Po prawie czterech latach nieobecności w życiu publicznym Fidel Castro na dobre zagościł w mediach. Uaktywnił się w ubiegłym tygodniu, kiedy mówił o groźbie wojny na Bliskim Wschodzie. Tym razem dał się poznać jako miłośnik morskich zwierząt.
Wieloletni prezydent Kuby pojawił się w Krajowym Akwarium w Hawanie, a jego przechadzkę pokazała telewizja publiczna.
Widać, jak 83-letni Fidel Castro podziwia delfiny oraz rozmawia z gośćmi i chętnie pozuje z nimi do zdjęć.
Aktywniejszy niż zwykle
Pobyt w akwarium to kolejny spacer, jaki urządził sobie przywódca rewolucji kubańskiej.

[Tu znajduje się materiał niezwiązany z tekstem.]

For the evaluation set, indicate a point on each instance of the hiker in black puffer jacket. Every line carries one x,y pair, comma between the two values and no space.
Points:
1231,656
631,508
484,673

Niedawno był w Ośrodku Badań nad Gospodarką Światową w Hawanie, gdzie z naukowcami rozmawiał m.in. o groźbie wojny na Bliskim Wschodzie. W poniedziałek z kolei telewizja kubańska nadała wywiad z Castro, w którego trakcie wypowiadał się on na temat sytuacji na Bliskim Wschodzie i na Półwyspie Koreańskim.
Wcześniej, w sobotę, opublikowano zdjęcia z jego wizyty 7 lipca w Krajowym Centrum Badań Naukowych, z okazji 45-lecia tego instytutu.
Cztery lata przerwy
W 2006 roku Fidel Castro poddał się niesprecyzowanej bliżej operacji przewodu pokarmowego i w jej następstwie wycofał się z życia politycznego. Od tego czasu publikowane są jedynie sporadycznie jego zdjęcia i krótkie migawki filmowe, zazwyczaj z okazji wizyt zagranicznych gości.
Po operacji całą władzę Fidel Castro przekazał młodszemu bratu Raulowi, który pełni obecnie obowiązki prezydenta i szefa rządu Kuby.